Pengelolaan ekonomi dalam rangka membackup tahtanya

Pembangunan yang mudah diingat rakyat misalnya membangun jalan tol akan  diteruskan.

Hutang akan diteruskan dan kenaikan apapun pajak, kebutuhan rakyat, konsumsi, pendidikan, kesehatan, hal yang dianggapnya tak berdosa untuk diteruskan.

Bangsa ini tak layak tercitra dalam kata negatif itu.

Bangsa yang semakin jauh dari konstitusi yang dimilikinya. Mereka akan meneruskan besaran hutang yang angkanya kini di 8000 triliun dan yang korup angkanya ada yang puluhan triliun dan bahkan ada 349 triliun.

Orang miskin dan menganggur puluhan juta berlanjut, indeks demokrasi dan hukum terus menurun.

Karya lainnya, demokrasi minta dipahami autokrasi

Konstitusi mengatur, yang di tahta tak boleh cawe-cawe, malah terjadi hal itu dipandang konstitusional.

Bila mereka pemegang tahta nanti, semoga tidak, tak bisa dituntut untuk memenuhi janji untuk  kemaslahatan rakyat.

Bangsa Cerdas?

Fenomena yang memprihatinkan, bangsa semakin bertambah dengan demokrasi yang minta dipahami autokrasi.

Konstitusi mengatur, yang di tahta tak boleh cawe-cawe malah terjadi hal itu dan dipandang sebagai konstitusional.
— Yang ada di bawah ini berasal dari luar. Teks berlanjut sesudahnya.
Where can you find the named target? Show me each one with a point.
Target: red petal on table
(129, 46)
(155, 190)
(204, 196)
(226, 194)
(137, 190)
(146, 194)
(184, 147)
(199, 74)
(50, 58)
Fenomena QC yang membuat resah.

Fenomena sosok calon yang tak lagi menghargai RC, pemegang suara sah pemilu, dan lalu sujud syukur dan berpesta kemenangan.

Fenomena KPU yang kontroversial, itu semua fenomena membodohi bangsa.

Lalu anak bangsa masih juga tak cerdas mengambil sikap melihat fenomena yang memprihatinkan itu.

Layaknya bisa membaca fenomena apa yang sedang terjadi di pemilu ini, mengapa menjadi pemilu kontroversial.

Siapa yang menyebabkannya dan untuk sosok siapa yang kepentingannya ingin terpenuhi.

Siapapun anak bangsa yang mengaku beragama dan mencintai negeri ini saatnya memilih kecerdasan demi bangsa dan demi rakyat dan tak layak  mengabaikan kondisi politik yang buruk yang kini masih berlangsung.

Layaknya mengambil sikap cerdas melihat fenomena yang memprihatinkan saat ini. Melalui pemilu yang cara kerja  KPU tak profesional yang terkatagori kerja dalam kedunguan di tengah anak bangsa yang sudah jutaan  bekecerdasan, atau bukan lagi manusia dungu harus direspons oleh  tanduk rakyat sendiri terutama kaum menengah ke bawahnya.

Bila tidak bangsa terus terkerangkeng dalam kedunguan yang naif untuk  dinikmati tahunan.

Waspada pula dengan lembaga MK yang pernah memutuskan ketentuan yang dianggap rekayasa untuk kehendak orang tertentu yang ketuanya diputus MKMK melanggar etika berat, masihkah MK bisa diharapkan?

Sebelum sampai ke tahap itu baiknya KPU tidak bisa tidak harus dipaksa untuk melakukan audit IT-nya yang terkesan  IT yang direkayasa.

Atau gunakan ketentuan konstitusi oleh wakil rakyat untuk mempertanyakan ke tahta yang sangat bertanggungjawab atas kesemrawutan  pemilu hingga di ujung tahta masih saja membuat masalah bangsa dan rakyat, bukannya mengatasi masalah bangsa dan rakyat.

Bila tidak quo vadis pemilu dan quo vadis bangsa dan rakyat.